Health Care Reform a Common Focus in State of the State Addresses
Governors from 40 states have delivered their State of the State addresses so far this year, with the majority of the state leaders using the opportunity to outline substantive healthcare-related proposals, including those to address prescription drug costs, address surprise billing, and providing greater access to mental and substance abuse treatment. New York Governor Andrew Cuomo (D) requested additional authority from state lawmakers to lower prescription drug costs. Cuomo, along with Connecticut Governor Ned Lamont (D) and New Mexico Governor Michelle Grisham (D), also expressed support for the importation of prescription drugs from Canada. Capping the cost of insulin, specifically, is a policy that was endorsed by Cuomo, Kentucky Governor Andy Beshear (D), and Wisconsin Governor Tony Evers (D). Gov. Grisham also stated that she supports measures to cap out-of-pocket costs for patients with diabetes, asthma, chronic obstructive pulmonary disease (COPD), and other chronic conditions. In New Jersey, Governor Phil Murphy (D) pitched the establishment of an Office of Health Care Affordability and Transparency and promised to direct regulators to begin tracking health care costs. He also discussed the need to better integrate behavioral and physical health care, especially in light of the opioid crisis. Similarly, Cuomo said he will direct regulators to create a cost and quality comparison website for various health care procedures and providers in his state.
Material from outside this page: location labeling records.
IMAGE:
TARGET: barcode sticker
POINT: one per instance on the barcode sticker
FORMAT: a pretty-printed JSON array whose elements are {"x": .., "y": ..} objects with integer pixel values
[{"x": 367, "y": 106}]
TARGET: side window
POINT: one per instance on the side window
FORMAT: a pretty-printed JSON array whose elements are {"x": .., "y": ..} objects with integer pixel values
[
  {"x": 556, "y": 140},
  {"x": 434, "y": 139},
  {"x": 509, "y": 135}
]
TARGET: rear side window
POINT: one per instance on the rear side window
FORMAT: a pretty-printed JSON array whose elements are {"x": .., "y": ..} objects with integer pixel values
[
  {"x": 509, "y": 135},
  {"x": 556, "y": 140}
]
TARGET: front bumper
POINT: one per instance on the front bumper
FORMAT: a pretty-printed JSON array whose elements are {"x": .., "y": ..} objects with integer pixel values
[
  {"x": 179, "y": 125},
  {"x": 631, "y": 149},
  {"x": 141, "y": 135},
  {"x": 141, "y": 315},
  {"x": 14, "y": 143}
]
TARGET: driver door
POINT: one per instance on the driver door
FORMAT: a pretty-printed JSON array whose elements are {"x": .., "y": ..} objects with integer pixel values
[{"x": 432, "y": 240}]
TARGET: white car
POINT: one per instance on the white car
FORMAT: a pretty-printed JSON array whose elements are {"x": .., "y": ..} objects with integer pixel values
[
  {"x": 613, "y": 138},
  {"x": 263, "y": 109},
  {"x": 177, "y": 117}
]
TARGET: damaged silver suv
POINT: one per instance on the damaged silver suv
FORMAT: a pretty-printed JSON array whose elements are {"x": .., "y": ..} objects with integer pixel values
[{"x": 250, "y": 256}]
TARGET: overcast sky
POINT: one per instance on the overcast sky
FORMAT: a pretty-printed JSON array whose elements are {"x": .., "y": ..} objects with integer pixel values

Michigan Governor Gretchen Whitmer (D) plans to set up a task force to handle prescription drug price transparency and health care costs, while Indiana Governor Eric Holcomb (R) promised to create an all-payer claims database. Holcomb also proposed to require that providers give patients a cost estimate at least five days in advance of a treatment or procedure. Governor Gavin Newsom (D) in California plans to ask state lawmakers to make it easier to compel homeless people in need of treatment to receive community-based outpatient care and asked for increased funding to allow California’s Medicaid program to help enrollees find housing. Wisconsin Governor Evers proposed efforts to improve mental health services for farmers, and Tennessee Governor Bill Lee (R) announced the expansion of a mental health program for school aged children. Lee also called for a new mental health trust fund to support mental health services in the most at-risk schools.